I need your help and/or suggestions. I am a new goater and want to get starter with milk goats ASAP. I know one should learn to crawl before they walk but again I also know experience is the BEST teacher. That's where you old goaters come in the picture. Speaking from your experiences, which direction would you direct a new goater?:think:


----------



## mjs500doo (Nov 24, 2012)

Depends on a few things:

Your schedule
How many you want
Your patience

I prefer hand milking, but my hands and forearms are used to it. I suggest if you're looking for hand millers get your arms and hands ready by squeezing a stress ball or "milking" objects as you use them. Wooden spoons while cooking, the steering wheel as you drive, clothes when you fold, I mean anything. Start building those muscles. A lot of people overestimate their personal stamina.


----------



## StaceyRosado (Oct 5, 2007)

well how many goats? what breed? whats your plan for the milk?


----------



## goateeman (Dec 22, 2012)

Well Stacey the plans are NOT to bite off more than I can chew. So I 'm thinking 2 milkers will do. I think I want Nubians. I was thinking NG's but they seem to be a wee bit small(what do you think)?


----------



## StaceyRosado (Oct 5, 2007)

so milk for your family?

I would LOVE to have a milk machine but they are costly. 

Nubians are good milkers and will be MUCH easier to hand milk especially if you go that route.


----------



## xymenah (Jul 1, 2011)

If you only have two you can milk them fairly easily without a machine. You have to remember that while machines make the actual milking easier they still have to be cleaned not to mention the cost. The cheapest one you can probably make yourself will cost $400 or more. Those cheap Henry Milker's and the like do not pulsate and can damage your goats teats.

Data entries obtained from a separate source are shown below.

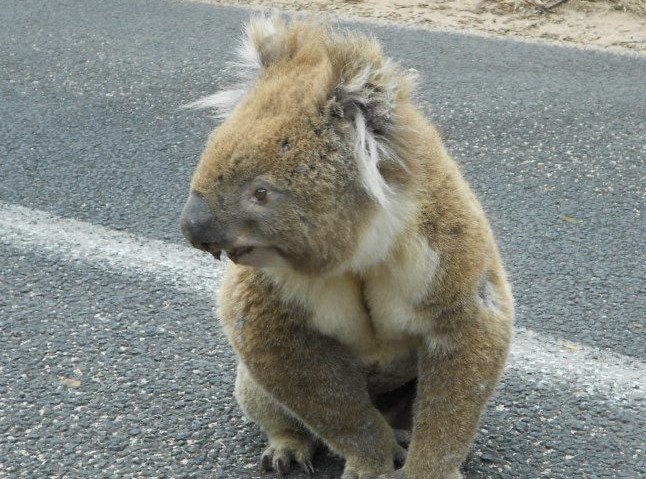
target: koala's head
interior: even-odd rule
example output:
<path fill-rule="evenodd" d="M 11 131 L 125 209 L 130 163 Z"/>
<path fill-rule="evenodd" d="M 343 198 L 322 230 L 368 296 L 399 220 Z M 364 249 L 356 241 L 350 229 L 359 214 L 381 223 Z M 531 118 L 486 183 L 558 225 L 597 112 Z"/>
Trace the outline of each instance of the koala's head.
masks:
<path fill-rule="evenodd" d="M 182 230 L 238 264 L 308 272 L 360 268 L 387 254 L 407 167 L 398 105 L 409 79 L 379 45 L 312 23 L 260 18 L 242 51 L 245 88 L 189 105 L 217 108 Z M 375 230 L 375 221 L 386 223 Z"/>

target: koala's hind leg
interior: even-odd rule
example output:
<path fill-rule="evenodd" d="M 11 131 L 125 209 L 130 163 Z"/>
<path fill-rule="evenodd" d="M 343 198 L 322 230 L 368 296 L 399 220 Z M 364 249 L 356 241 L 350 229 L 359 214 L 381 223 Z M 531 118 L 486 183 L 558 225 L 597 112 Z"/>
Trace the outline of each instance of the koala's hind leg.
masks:
<path fill-rule="evenodd" d="M 238 364 L 235 394 L 245 414 L 267 434 L 269 446 L 260 458 L 263 471 L 273 469 L 284 475 L 294 461 L 305 473 L 314 472 L 312 455 L 316 440 L 253 380 L 242 363 Z"/>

I can message you a video of me hand milking if you want. I know when I started out I liked to watch videos of people milking so I could see their technique.


----------



## ThreeHavens (Oct 20, 2011)

I have the EZ milker, you have to be careful not to pump too hard to hurt their udder, but it has saved our hands. 

Start off with a milker that is EASY to milk, it will save you tears!


----------



## gafarmgirl (Jan 2, 2013)

Start out slow and low numbers and then grow 

. You don't want to take to much on at once. And your might deside you want a different breed or something.


----------



## goateeman (Dec 22, 2012)

XYMENAH please do message me your video, i like to watch all I can
thanks goateeman


----------



## HereComesTheSun (Jan 14, 2013)

xymenah said:


> If you only have two you can milk them fairly easily without a machine. You have to remember that while machines make the actual milking easier they still have to be cleaned not to mention the cost. The cheapest one you can probably make yourself will cost $400 or more. Those cheap Henry Milker's and the like do not pulsate and can damage your goats teats. I can message you a video of me hand milking if you want. I know when I started out I liked to watch videos of people milking so I could see their technique.

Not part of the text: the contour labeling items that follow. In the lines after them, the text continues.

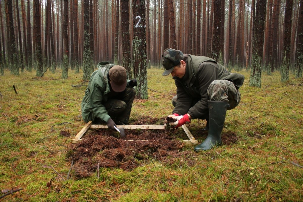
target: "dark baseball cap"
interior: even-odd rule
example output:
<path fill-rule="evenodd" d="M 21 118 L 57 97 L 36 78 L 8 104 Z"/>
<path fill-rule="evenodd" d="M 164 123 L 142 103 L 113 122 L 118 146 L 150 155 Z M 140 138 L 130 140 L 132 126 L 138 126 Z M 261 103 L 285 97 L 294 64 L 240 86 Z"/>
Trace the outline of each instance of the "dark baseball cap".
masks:
<path fill-rule="evenodd" d="M 115 65 L 109 70 L 108 77 L 112 88 L 115 92 L 122 92 L 126 87 L 126 70 L 123 67 Z"/>
<path fill-rule="evenodd" d="M 162 75 L 167 76 L 170 74 L 174 68 L 183 59 L 183 55 L 181 51 L 172 48 L 166 49 L 162 54 L 162 65 L 165 68 Z"/>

Would you send me the video, too? :3


----------



## aceofspades (Dec 26, 2012)

Woodhavenfarm said:


> I have the EZ milker, you have to be careful not to pump too hard to hurt their udder, but it has saved our hands.
> 
> Start off with a milker that is EASY to milk, it will save you tears!


We hand milked nigerian dwarfs for a long time with no trouble. 
But our herd kept getting bigger and time available to milk kept getting shorter. 
now we to use the udderly EZ hand pump and absolutely love it. 
Works great, fast, it is easy to use and easy clean up, 
experience with the machines was it took longer to clean all the hoses than it did to just hand milk.


----------



## Newgoatowner (Sep 27, 2012)

Can you send me a video as well? I finally got my goats back after 4 months of being gone. In the mean time they all had babies. I have milked for a week and my dominant hand is so sore I can hardly bend my fingers. I'm thinking on going to an ez milker for some relief.


----------



## lottsagoats (Dec 10, 2012)

I have used both, hand and milk machine. Milk machines are expensive and you need to learn to use those too. Too much suction, or left on too long with injure your doe. At the time I was milking dairy cows and goats so I had a pipeline system with not much clean up time. 

I have 10 milkers (goats) that I milk by hand. Best advice? Find does with nice large teats (as in a little longer than the length of your hand from index finger to pinky) and probably as wide as your hand with the fingers curled. Should be easy to squeeze and the milk should flow freely and easily, but not drip on its own. 

test drive any does you are thinking of buying for ease of milking.

Buy experienced milkers rather than kids or bred yearlings. Teaching a doe to be a milker when you are learning yourself can be a chore!

After having goats for almost 40 years, my grip is pretty solid. Milking is 2nd nature to me now and I can pretty much do it in my sleep! Building up the muscles is a great idea. You can also learn/practice milking by taking the finger of your opposite hand, circle it with your other hand and "milk". A stress ball or tennis ball will help build muscle and stamina.

I have arthritis. I have had it most of my life. The actions of milking a goat (or cow) actually helps my hands and wrist to move and keeps the pain to a minimum.


----------



## Epona142 (May 26, 2008)

I much prefer hand milking, and have hand milked up to six every day, but now that I am milking 64 does, machine is the way to go!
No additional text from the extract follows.